Auch eine Art von Poesie
Prousts Namenzauber

Teil 4 siehe hier

Die Bedeutung der Namen in Marcel Prousts «Suche nach der verlorenen Zeit» ergibt sich daraus, dass sie mehrheitlich «sprechend» sind («Percepied», «Legrandin», «Villeparisis»), also nicht nur einen Ort, eine Person bezeichnen, sondern gleichzeitig für etwas anderes stehen. Durch Gleichklang beziehungsweise Klangähnlichkeit solcher Namen mit irgendwelchen Begriffen, die sonst keinerlei Bezug zu ihnen haben, wird bewusst eine Ambivalenz und damit eine Zusatz- oder Nebenbedeutung bewerkstelligt.

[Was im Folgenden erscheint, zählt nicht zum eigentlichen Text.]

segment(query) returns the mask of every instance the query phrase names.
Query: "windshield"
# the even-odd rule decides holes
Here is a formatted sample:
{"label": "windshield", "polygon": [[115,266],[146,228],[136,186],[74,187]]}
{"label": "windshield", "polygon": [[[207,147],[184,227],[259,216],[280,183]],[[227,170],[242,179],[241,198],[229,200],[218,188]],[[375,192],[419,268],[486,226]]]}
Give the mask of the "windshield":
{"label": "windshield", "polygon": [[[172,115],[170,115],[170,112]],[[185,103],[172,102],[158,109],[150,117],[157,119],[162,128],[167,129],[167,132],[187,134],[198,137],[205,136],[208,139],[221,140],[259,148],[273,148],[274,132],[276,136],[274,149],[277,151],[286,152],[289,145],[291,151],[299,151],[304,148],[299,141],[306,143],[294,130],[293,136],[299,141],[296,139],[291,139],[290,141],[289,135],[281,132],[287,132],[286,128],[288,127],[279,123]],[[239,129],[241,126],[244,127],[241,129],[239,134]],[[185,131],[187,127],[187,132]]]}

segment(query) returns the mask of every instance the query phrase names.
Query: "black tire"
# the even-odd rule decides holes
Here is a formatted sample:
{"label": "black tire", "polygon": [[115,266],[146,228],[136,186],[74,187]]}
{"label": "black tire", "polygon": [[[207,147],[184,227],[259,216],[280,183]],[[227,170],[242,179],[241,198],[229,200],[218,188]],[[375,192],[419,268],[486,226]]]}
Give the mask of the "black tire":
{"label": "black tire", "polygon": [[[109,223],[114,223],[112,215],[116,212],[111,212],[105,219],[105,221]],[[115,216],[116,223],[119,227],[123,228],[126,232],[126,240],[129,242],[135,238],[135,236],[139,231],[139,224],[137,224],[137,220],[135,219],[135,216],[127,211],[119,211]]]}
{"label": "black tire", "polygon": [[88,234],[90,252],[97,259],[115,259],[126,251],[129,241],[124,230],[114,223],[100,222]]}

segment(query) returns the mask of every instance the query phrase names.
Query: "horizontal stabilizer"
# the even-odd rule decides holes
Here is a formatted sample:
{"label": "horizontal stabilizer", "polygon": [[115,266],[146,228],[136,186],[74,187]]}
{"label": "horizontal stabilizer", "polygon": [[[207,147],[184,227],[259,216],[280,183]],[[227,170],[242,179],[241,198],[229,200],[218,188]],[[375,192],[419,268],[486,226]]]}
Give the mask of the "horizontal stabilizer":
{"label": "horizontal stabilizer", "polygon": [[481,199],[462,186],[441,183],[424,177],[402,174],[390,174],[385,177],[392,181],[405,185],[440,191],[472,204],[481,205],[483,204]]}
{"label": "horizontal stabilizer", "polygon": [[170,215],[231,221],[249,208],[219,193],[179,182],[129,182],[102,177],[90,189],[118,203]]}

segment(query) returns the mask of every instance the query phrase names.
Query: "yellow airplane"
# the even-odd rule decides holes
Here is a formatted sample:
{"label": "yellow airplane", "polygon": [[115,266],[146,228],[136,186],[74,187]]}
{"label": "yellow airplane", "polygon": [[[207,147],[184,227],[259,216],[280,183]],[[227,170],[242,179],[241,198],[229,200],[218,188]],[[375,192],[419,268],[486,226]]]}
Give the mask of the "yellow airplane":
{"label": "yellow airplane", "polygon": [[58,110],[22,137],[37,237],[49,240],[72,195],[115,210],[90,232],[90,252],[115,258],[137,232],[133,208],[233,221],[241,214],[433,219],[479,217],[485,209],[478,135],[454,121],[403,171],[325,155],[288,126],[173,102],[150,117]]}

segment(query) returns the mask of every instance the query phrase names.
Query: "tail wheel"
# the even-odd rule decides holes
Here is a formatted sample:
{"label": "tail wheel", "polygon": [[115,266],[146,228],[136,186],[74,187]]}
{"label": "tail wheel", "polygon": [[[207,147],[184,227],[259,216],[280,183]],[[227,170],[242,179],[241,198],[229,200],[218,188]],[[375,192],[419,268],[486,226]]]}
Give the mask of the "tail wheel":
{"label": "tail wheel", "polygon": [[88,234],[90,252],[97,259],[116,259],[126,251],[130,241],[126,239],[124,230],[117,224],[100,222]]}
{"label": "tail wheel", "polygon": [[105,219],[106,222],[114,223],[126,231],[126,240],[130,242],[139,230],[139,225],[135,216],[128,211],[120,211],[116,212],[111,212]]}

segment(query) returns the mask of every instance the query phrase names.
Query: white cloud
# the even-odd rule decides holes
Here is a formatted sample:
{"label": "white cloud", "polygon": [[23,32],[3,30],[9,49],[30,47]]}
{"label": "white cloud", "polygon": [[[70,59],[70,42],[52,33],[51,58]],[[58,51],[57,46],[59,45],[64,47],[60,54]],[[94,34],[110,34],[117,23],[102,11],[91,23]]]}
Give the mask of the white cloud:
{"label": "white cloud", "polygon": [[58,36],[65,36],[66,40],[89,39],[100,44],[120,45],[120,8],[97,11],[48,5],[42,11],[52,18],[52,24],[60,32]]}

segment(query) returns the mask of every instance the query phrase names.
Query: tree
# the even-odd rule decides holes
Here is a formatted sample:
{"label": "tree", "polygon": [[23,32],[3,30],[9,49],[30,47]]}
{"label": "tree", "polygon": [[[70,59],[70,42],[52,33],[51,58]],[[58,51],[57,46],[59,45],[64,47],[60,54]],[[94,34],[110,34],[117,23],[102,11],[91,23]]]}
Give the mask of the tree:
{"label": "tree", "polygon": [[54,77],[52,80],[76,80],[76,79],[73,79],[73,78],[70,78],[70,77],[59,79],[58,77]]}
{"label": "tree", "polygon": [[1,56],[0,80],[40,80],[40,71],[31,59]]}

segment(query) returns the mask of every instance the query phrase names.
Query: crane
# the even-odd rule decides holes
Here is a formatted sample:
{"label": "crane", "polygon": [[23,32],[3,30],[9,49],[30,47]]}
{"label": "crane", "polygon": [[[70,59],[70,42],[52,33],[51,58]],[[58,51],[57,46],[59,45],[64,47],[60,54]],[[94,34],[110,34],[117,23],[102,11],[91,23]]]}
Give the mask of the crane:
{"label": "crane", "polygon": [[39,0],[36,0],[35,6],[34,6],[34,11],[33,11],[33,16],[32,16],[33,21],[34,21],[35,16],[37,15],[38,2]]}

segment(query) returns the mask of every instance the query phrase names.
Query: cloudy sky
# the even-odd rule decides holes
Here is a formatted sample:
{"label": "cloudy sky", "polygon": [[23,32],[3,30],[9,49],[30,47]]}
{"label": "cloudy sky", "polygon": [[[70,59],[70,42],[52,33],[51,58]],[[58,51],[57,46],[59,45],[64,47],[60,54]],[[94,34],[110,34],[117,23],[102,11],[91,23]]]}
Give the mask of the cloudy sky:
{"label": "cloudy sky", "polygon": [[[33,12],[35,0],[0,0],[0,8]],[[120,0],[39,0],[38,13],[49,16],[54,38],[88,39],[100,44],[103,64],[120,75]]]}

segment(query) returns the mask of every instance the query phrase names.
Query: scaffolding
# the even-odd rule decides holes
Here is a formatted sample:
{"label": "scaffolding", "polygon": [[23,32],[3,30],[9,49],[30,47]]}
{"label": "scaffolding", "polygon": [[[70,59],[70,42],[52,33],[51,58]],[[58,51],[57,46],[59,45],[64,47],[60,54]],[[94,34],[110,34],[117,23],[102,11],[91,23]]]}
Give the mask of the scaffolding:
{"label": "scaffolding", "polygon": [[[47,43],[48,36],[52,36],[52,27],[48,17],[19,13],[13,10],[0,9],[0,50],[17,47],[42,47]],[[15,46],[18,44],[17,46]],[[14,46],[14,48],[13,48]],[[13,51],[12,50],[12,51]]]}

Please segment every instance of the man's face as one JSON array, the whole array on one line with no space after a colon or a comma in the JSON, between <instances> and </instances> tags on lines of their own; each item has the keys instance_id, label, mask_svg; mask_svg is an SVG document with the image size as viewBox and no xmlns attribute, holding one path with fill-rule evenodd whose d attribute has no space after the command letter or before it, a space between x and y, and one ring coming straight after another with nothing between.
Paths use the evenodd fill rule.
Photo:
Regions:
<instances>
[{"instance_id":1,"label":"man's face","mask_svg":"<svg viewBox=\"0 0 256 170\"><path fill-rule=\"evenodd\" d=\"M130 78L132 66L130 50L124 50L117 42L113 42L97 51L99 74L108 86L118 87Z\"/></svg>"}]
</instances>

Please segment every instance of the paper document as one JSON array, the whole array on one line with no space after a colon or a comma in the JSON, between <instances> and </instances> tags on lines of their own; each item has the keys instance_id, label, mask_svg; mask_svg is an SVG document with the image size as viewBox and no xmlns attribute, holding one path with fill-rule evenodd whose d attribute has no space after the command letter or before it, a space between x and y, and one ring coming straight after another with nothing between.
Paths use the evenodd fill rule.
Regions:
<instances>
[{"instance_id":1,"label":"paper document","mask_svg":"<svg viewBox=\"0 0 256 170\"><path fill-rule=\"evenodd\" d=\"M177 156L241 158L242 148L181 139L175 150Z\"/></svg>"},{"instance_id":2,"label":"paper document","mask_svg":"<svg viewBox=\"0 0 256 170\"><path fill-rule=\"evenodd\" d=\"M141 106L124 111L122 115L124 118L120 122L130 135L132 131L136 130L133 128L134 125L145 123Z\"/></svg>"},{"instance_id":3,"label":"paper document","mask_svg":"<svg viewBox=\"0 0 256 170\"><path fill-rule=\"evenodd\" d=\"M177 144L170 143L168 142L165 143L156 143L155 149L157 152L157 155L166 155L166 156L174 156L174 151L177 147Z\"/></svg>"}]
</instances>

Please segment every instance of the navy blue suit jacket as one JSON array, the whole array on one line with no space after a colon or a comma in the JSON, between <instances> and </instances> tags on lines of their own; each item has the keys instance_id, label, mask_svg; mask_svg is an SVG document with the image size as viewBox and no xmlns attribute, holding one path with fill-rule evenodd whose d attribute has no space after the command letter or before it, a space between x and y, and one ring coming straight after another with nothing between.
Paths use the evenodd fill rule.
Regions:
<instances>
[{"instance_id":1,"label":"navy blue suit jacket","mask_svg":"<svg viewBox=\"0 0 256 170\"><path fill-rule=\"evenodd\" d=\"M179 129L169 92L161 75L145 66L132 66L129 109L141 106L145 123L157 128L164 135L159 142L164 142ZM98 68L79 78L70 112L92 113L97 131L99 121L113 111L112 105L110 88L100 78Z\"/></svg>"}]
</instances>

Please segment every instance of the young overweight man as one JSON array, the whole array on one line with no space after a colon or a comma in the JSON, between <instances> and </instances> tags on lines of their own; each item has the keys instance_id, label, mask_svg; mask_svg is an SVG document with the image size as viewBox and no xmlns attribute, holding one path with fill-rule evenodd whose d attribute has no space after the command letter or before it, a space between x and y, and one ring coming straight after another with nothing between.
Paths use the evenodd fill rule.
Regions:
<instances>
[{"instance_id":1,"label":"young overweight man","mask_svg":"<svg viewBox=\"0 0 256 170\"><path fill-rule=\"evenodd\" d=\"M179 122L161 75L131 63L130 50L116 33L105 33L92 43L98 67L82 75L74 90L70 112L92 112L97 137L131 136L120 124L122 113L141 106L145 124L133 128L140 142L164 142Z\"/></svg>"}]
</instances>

So lässt der häufig vorkommende Name Verdurin assoziativ an «verdure» (Grünzeug), aber auch an «ordures» (Abfall) denken; den zentralen Ortsnamen Combray verbindet Proust bald lautlich, bald anagrammatisch mit «sombre» (düster), «profond» (tief), «tombe» (Grab), «mort» (Tod); der in der «Suche» häufigste Eigenname, Guermantes, evoziert Begriffe wie «amarante» (Fuchsschwanz), «grand-mêre» (Grossmutter), «élégante» (elegant), «pervanche» (Immergrün), aber auch «Brabant» und «Rembrandt» – Assoziationen, die der Autor zur Entlastung seiner Leserschaft im Text explizit aufklärt und erläutert.